= Discovery stage. (16.60%, 2024)
= Translation stage. (37.02%, 2024)
= Clinically available. (46.38%, 2024)
MSACL 2024 : Want

MSACL 2024 Abstract

Self-Classified Topic Area(s): Other -omics > Metabolomics

Podium Presentation in Steinbeck 3 on Wednesday at 16:05 (Chair: Tim Garrett / Angela Kruse)

Understanding the Development of Pain Due to Tissue Injury Through Novel Metabolic Changes

Elizabeth Want, Joshua Cuddihy, Dominic Friston, Istvan Nagy
Imperial College, London, UK

Elizabeth Want, PhD (Presenter)
Imperial College London

Presenter Bio: I am a Senior Lecturer in Molecular Spectroscopy in the Department of Metabolism, Digestion and Reproduction. I joined Imperial College in 2006 after working as a postdoctoral researcher at the Scripps Research Institute in La Jolla, CA. At Imperial College, I was initially a postdoctoral researcher for the Consortium for Metabonomic Toxicology (COMET) group.

My research focuses primarily on the development and application of novel mass spectrometry (MS) based techniques for metabolic phenotyping and on the fusion of mass spectrometric methods with chemometric analysis, which is currently a significant bottleneck in the analysis pipeline. Broadly, my research at Imperial College has involved the development, optimisation and application of UPLC-MS methodologies for the analysis of biological samples, largely in the context of metabolic phenotyping: serum, urine, tissue, amniotic fluid, and microdialysates. These developmental advances have resulted in shorter analysis times – and therefore higher sample throughput – key for large scale metabolic phenotyping studies. Peak detection and analytical reproducibility have been enhanced, improving metabolome coverage and the potential for biomarker identification and quantification.

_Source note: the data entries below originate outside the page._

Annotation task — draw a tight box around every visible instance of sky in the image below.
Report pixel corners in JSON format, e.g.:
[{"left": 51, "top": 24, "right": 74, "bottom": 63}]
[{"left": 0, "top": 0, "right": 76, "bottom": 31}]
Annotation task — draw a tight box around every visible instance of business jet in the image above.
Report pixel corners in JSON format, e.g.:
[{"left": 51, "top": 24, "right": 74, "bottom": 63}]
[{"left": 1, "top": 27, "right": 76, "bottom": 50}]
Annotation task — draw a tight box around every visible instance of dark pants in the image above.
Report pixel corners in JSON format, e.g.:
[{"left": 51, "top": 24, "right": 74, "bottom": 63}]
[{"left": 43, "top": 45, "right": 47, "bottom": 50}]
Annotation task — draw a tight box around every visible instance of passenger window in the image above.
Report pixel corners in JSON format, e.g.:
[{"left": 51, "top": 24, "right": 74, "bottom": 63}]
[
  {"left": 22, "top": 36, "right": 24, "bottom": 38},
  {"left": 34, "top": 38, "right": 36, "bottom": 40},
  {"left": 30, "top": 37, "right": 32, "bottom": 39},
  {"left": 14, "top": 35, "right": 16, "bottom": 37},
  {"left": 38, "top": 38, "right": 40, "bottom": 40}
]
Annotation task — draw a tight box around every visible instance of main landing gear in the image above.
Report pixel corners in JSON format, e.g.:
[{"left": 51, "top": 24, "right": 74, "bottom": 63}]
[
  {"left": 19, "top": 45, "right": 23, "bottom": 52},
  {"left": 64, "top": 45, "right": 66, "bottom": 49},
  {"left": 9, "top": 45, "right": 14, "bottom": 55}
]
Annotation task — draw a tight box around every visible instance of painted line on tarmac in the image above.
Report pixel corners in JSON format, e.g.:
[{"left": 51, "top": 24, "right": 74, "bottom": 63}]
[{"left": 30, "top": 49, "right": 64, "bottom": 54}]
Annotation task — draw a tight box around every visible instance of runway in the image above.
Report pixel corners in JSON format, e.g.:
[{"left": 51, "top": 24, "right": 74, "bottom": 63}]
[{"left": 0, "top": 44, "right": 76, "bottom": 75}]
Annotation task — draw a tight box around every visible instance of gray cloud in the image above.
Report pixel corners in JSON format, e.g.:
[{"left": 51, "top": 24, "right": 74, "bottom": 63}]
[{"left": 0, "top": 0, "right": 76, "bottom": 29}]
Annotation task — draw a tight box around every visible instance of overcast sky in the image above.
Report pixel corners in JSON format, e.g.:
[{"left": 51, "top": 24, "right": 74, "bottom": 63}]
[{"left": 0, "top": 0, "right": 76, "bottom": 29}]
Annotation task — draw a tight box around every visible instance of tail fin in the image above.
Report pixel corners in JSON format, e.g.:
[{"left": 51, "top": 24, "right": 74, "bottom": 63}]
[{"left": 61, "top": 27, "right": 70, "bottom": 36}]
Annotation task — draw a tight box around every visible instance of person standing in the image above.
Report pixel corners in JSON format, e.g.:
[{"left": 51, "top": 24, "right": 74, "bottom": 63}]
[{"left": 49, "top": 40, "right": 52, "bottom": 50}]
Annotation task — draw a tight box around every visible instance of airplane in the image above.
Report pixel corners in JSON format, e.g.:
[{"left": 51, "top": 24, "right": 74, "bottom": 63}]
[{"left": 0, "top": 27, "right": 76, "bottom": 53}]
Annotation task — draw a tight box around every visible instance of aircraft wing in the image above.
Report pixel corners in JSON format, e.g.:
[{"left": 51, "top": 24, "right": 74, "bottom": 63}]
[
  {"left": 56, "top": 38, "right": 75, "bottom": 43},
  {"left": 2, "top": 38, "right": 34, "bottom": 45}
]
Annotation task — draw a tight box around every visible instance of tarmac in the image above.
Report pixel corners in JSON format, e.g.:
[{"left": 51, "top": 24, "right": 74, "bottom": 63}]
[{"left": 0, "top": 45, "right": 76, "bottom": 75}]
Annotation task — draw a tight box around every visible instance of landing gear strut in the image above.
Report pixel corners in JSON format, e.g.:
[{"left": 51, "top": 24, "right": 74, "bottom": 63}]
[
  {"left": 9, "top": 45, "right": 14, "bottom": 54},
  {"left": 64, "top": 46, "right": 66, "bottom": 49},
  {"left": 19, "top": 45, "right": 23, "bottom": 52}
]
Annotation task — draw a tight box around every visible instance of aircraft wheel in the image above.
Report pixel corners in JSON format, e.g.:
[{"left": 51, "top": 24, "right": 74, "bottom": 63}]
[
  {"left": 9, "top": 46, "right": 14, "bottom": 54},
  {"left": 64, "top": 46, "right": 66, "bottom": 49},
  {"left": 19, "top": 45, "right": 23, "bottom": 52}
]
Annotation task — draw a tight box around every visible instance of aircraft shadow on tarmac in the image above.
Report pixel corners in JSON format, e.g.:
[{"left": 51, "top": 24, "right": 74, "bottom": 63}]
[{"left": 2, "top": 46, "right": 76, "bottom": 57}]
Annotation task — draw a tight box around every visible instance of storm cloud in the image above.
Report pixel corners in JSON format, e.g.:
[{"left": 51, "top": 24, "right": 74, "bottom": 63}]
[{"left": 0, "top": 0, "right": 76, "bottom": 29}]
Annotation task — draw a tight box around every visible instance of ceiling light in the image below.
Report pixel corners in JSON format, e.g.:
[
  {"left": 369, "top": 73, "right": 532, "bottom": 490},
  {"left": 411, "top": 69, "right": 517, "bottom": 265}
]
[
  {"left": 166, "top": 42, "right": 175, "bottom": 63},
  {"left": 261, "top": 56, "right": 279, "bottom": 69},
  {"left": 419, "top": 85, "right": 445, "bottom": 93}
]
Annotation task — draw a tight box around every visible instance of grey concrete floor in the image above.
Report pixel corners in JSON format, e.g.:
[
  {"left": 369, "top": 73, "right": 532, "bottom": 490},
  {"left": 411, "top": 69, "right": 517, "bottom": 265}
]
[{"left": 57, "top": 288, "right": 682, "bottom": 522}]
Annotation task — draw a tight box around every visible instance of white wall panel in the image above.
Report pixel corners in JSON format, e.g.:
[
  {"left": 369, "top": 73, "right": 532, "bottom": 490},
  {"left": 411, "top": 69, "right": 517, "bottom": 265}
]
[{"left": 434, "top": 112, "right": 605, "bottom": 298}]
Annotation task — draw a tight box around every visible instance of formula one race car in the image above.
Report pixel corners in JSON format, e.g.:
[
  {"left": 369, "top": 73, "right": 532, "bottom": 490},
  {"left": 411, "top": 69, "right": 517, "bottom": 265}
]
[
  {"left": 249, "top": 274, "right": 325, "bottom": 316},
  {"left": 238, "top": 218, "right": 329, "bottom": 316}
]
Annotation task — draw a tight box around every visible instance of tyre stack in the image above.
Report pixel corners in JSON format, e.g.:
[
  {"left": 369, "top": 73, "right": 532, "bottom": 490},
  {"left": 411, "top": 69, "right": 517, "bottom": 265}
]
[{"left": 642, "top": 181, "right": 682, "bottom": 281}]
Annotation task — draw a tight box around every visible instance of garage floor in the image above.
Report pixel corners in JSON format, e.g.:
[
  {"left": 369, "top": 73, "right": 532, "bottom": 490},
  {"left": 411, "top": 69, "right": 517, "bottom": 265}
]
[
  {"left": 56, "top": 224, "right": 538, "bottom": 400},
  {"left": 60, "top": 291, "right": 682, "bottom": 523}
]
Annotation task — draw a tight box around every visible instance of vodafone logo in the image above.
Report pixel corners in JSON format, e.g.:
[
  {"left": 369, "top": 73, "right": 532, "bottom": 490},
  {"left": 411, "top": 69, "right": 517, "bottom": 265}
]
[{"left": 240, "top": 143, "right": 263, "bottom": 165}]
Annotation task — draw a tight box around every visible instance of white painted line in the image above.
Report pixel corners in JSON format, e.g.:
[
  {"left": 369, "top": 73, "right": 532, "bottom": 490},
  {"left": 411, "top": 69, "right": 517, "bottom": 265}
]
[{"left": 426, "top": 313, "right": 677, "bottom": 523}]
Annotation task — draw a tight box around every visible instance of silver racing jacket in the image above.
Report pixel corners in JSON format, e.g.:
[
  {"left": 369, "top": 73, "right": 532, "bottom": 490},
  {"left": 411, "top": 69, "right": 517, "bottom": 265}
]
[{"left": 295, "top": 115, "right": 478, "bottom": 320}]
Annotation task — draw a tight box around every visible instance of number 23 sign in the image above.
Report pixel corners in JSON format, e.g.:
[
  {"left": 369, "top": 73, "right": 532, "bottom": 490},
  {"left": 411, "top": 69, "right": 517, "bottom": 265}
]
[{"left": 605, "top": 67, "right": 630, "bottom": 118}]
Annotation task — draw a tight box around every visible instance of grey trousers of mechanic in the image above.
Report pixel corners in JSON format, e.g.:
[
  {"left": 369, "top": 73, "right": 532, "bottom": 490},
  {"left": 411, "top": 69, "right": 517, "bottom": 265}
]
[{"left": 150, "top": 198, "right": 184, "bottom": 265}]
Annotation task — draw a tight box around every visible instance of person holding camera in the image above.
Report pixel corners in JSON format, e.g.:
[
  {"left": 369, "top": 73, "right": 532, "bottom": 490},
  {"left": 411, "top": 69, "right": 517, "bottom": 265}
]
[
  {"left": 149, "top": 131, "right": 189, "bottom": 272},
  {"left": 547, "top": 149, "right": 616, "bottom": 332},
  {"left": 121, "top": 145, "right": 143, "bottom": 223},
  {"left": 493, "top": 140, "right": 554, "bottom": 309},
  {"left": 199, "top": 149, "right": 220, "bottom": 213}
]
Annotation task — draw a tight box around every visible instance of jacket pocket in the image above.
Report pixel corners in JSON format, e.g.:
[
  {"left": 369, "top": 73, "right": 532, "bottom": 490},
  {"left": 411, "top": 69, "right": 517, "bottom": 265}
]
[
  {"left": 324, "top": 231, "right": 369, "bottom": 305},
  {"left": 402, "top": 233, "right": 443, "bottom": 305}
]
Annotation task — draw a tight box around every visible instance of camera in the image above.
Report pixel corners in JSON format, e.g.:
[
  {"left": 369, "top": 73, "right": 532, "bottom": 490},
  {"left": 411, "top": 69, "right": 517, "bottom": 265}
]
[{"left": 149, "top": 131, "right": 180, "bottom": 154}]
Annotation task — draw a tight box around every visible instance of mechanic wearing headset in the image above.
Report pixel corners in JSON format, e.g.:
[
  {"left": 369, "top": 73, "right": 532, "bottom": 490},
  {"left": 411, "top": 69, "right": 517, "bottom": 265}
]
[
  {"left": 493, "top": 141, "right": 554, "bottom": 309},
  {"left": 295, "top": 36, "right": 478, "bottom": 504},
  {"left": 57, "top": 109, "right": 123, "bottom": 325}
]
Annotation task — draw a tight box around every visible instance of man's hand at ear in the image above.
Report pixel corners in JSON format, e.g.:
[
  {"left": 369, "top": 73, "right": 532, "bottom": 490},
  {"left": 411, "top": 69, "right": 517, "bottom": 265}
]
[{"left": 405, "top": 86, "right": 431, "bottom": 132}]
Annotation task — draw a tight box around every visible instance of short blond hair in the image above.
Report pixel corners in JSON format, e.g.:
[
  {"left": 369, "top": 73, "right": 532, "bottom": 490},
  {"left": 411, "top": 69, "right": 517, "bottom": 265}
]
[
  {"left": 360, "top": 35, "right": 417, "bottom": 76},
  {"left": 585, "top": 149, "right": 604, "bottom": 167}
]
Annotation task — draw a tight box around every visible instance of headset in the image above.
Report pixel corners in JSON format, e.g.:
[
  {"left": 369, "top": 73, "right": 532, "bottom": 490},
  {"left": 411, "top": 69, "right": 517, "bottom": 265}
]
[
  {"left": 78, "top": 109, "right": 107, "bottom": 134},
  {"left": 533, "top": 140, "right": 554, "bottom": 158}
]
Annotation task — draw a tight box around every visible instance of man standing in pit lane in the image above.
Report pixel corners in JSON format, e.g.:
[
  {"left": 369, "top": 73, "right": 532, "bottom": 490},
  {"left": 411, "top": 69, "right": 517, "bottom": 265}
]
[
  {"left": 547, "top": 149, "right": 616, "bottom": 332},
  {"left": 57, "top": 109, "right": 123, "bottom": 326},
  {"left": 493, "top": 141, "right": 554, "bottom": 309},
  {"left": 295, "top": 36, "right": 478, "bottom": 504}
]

I am applying these methods to biomedical research areas including toxicology, cardiovascular disease, neonatal disease and development, maternal exposures and effects on early childhood, and neurological diseases.

Abstract

INTRODUCTION: Tissue injury, including burns, are a major trauma affecting millions worldwide every year. These injuries cause death and morbidity, resulting in huge healthcare costs and impacting both patients and their families. After injury, intracellular molecules are released, triggering inflammatory reactions to restore tissue function and resulting in persistent pain. This pain can persist for months or years after the injury itself, affecting quality of life. However, these pain-inducing molecules are largely unidentified, hampering understanding of tissue injuries and the ability to treat them effectively.

OBJECTIVES: Using a mass spectrometry-based workflow, we aim to improve understanding of molecular changes during tissue injury, to advance treatment of tissue injuries, reduce pain and improve patient outcomes.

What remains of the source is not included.